Chiavari: “Covid, la grande risorsa del Volontariato”

Da Daniela Colombo, capogruppo di “Fratelli d’Italia” in Consiglio comunale a Chiavari, riceviamo e pubblichiamo (L’articolo, ricordiamo, non addossava responsabilità né ai giovani, né ai commercianti. Metteva solo in risalto alcune contraddizioni: alcuni mercatini sì, altri no)

Leggo su Levante News, l’articolo sugli assembramenti senza le dovute cautele protettive nella città di Chiavari. Mi permetta di farle conoscere il mio pensiero da imprenditrice commerciale e da rappresentante di Fratelli d’Italia in Consiglio Comunale. Condivido che il rischio è alto e che è necessario vigilare, fare opera di prevenzione e, ove necessario, sanzionare. Il diritto alla salute di tutti, anzitutto!

Desidero, però, tramite Levante News, rivolgere un invito ai chiavaresi perché riflettano prima di attribuire una dose esagerata di colpe a due categorie di cittadini: i giovani e i commercianti. Infatti, se è pur vero che molti giovani, già stressati dalla mancanza di socialità e normale istruzione, dagli incomprensibili impedimenti allo sport e agli svaghi e, sempre più spesso, con situazioni familiari di gravità economica senza precedenti, o anche solo per leggerezza legata all’età, dimostrano poca attenzione alle regole, per contro noi adulti dovremmo sviluppare un’ottica di comprensione e solidarietà nei loro confronti, non evitando di riprenderli e suggerire loro comportamenti più adeguati. Non li si possono di certo reputare i novelli untori!

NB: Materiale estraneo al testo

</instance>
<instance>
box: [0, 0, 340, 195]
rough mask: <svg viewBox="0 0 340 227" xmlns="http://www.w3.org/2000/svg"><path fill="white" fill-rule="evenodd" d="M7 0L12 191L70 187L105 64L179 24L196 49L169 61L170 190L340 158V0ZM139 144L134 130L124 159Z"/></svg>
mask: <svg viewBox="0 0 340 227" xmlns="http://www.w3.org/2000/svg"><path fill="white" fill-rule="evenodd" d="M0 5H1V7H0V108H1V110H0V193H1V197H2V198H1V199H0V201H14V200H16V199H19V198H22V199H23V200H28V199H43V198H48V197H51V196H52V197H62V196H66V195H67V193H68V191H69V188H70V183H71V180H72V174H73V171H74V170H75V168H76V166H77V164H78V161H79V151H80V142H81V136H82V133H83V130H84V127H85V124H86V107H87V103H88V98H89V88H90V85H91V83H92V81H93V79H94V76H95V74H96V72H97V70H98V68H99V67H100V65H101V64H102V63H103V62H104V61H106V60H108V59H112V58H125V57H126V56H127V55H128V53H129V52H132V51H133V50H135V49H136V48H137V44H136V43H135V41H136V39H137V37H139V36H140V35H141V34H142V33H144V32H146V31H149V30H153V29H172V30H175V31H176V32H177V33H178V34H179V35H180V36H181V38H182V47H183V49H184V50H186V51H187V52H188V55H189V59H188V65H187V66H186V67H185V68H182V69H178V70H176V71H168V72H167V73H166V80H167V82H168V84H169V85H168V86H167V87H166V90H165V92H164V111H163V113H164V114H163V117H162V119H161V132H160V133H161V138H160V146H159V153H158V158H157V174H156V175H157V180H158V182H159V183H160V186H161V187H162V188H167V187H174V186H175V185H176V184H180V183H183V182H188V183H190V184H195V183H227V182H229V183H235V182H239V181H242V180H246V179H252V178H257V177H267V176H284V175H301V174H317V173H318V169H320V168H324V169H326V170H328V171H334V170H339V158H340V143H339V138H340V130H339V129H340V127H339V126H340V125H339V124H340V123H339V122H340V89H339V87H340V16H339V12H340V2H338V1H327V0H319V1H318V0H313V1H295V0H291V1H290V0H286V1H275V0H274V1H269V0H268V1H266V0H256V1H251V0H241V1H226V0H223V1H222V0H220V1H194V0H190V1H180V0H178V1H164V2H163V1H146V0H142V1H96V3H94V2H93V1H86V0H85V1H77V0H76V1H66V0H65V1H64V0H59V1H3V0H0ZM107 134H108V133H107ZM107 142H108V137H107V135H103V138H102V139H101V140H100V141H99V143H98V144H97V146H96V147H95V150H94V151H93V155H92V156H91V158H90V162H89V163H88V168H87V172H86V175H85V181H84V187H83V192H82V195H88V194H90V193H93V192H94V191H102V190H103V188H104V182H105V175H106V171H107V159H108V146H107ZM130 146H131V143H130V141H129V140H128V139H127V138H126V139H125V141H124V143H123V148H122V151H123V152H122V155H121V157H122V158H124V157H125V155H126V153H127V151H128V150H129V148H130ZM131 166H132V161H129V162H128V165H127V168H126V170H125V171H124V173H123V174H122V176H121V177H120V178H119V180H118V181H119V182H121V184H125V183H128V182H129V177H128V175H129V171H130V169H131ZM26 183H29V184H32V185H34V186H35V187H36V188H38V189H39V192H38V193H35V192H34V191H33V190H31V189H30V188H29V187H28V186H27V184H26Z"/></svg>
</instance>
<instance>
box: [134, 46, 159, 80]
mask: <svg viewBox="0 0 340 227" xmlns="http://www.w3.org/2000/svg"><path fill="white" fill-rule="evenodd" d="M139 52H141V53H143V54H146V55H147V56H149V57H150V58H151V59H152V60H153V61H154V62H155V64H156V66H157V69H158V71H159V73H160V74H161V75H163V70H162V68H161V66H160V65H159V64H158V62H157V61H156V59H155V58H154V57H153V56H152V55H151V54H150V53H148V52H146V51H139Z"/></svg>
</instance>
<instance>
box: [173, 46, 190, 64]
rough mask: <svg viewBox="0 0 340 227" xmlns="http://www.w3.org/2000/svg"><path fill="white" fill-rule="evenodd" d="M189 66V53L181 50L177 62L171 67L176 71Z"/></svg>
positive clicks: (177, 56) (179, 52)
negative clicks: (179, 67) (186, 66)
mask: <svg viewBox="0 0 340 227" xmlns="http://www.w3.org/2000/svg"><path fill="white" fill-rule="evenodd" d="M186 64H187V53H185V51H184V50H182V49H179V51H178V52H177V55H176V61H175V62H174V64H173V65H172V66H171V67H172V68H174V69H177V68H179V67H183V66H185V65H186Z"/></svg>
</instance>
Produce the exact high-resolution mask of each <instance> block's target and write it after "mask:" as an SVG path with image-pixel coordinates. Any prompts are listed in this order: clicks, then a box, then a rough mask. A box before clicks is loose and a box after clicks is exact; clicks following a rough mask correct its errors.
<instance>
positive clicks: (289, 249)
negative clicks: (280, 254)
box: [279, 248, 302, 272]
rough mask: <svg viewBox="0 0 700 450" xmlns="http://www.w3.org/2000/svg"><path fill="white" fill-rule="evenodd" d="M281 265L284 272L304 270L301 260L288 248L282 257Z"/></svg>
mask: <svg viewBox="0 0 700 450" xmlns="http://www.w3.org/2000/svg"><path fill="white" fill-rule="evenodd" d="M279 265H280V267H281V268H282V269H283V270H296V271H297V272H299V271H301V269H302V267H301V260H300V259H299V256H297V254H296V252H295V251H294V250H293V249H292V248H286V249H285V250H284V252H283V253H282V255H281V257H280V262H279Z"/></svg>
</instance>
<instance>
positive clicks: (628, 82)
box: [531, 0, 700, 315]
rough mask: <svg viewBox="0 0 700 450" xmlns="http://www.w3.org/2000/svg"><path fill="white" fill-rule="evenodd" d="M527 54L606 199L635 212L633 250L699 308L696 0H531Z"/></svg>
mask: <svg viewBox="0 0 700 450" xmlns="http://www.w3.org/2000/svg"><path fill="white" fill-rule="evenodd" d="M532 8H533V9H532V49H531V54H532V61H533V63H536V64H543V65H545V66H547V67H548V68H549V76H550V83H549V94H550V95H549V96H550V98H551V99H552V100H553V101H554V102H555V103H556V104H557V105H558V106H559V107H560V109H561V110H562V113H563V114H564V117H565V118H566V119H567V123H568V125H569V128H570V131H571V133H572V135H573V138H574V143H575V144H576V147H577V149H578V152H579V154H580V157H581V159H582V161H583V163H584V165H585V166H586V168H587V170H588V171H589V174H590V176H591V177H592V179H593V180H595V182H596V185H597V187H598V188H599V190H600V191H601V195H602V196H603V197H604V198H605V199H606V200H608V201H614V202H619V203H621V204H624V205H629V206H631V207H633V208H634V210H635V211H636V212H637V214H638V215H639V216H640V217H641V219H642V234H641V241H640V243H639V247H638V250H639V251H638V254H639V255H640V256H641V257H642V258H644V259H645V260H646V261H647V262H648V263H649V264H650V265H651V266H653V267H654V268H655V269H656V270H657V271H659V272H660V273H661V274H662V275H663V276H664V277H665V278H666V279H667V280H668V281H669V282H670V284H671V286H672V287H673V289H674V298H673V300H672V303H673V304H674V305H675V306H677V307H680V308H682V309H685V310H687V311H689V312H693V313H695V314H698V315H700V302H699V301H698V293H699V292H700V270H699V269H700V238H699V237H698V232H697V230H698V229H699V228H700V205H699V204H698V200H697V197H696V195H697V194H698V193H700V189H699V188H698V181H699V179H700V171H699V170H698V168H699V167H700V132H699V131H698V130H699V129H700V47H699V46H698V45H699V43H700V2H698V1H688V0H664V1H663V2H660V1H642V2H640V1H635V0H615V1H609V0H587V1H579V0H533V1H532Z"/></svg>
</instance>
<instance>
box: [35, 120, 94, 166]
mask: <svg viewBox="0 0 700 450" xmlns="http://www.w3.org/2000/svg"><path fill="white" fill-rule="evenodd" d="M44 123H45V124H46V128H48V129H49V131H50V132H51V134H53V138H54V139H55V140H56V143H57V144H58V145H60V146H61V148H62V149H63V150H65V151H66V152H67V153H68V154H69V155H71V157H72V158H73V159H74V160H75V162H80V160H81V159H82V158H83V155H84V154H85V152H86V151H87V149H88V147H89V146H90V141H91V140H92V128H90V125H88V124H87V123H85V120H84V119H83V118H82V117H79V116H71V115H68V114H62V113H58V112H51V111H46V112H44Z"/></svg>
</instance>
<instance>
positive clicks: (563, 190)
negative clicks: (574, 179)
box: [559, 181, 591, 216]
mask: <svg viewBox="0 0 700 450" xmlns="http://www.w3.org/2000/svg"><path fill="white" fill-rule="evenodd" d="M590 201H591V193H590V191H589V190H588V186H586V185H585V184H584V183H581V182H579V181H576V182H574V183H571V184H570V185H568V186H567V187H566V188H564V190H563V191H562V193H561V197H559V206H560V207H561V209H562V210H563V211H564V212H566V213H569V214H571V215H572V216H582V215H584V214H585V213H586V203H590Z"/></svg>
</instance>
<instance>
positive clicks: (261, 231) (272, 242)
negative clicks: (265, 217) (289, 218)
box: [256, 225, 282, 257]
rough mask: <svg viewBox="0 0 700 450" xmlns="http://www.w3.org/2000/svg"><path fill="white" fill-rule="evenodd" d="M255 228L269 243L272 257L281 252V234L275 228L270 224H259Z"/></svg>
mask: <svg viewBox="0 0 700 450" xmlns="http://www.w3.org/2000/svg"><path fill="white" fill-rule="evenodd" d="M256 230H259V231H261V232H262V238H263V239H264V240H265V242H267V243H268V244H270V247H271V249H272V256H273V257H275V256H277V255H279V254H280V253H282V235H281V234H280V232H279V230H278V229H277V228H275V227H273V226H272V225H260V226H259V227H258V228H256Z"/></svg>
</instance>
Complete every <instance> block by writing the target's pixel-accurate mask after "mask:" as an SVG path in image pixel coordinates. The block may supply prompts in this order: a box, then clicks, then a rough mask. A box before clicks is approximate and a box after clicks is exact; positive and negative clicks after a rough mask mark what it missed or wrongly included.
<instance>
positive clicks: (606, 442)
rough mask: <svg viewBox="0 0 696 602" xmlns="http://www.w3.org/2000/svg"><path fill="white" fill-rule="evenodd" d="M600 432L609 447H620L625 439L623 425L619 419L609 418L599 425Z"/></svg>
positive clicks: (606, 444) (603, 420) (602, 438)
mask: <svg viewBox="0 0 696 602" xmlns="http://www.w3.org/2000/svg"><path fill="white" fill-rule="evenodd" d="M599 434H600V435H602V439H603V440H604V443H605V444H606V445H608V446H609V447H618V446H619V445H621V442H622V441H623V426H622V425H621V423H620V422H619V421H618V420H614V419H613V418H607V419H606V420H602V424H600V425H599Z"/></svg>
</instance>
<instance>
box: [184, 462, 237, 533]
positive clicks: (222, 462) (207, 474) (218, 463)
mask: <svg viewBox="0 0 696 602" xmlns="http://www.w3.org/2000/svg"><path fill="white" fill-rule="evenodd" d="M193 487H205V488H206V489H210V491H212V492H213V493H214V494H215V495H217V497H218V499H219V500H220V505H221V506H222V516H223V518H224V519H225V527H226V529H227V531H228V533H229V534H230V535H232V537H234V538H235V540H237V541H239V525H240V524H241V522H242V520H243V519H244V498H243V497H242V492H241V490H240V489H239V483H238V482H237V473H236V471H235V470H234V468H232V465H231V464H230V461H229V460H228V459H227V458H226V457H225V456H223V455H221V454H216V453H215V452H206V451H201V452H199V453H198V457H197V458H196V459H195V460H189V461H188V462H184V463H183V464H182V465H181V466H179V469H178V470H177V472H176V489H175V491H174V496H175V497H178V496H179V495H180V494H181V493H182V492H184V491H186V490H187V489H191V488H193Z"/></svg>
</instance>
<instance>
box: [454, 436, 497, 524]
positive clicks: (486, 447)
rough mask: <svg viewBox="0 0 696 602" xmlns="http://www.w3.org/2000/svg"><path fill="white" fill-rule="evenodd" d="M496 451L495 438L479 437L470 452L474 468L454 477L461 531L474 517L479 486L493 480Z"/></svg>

L’altra categoria, oggetto di critiche esasperate, quella dei commercianti, va considerata nel contesto della gravità della loro stessa sopravvivenza: disinfezione, sanificazione (o sanTificazione…), limitazione degli spazi, limitazione degli ingressi (ma magari adesso si creassero le code per poter accedere ad un’attività!), spruzza il gel, spruzza l’alcol, spruzza il vapore…. Ma chi – in tempi di vacche così magre – decide di spendere quei pochi in vestiti o aperitivi? Le stagioni commerciali ormai non seguono più l’inclinazione dell’asse terrestre, ma la creatività satanica insita nel prossimo Dpcm. E allora pretendiamo anche che, oltre a stringere i denti e la cinghia intorno alla vita di tutti i componenti dell’azienda e delle loro famiglie per gli oggettivi riscontri economici negativi, debbano anche occuparsi della vigilanza a terzi?

Mi viene in mente un detto genovese: “me tastu se ghe sun!” I responsabili della ripresa del virus ci sono, eccome: un Governo di incapaci poltronisti che non ha saputo controllare la fase post clausura della scorsa primavera, scienziati che si sono ripetutamente contraddetti tra di loro, creando anche facili illusioni, e organi di vigilanza che sono stati presentati come fustigatori delle trasgressioni anziché essere i persuasori dell’importanza dei corretti comportamenti.

Certo anche l’Amministrazione Comunale Chiavarese non è esente da critiche e anche forti! Avremmo voluto vedere più prevenzione, più agenti per le strade e l’ingaggio di quella straordinaria risorsa del volontariato, che è un vanto per il nostro territorio. Forse con un’opera di convincimento ragionevole, ma costante e decisa, ammonendo e poi colpendo i recalcitranti, si sarebbe potuto evitare l’alto rischio al colmo già della saturazione per il nostro territorio! In conclusione, mi consenta di esprimere l’auspicio di non dovere più ascoltare i tristi bollettini emanati dal nostro Sindaco nei mesi scorsi, caratterizzati da un palese scopiazzare il Governatore Regionale, indossando con poca convinzione una fascia che tutto appariva, tranne che tricolore!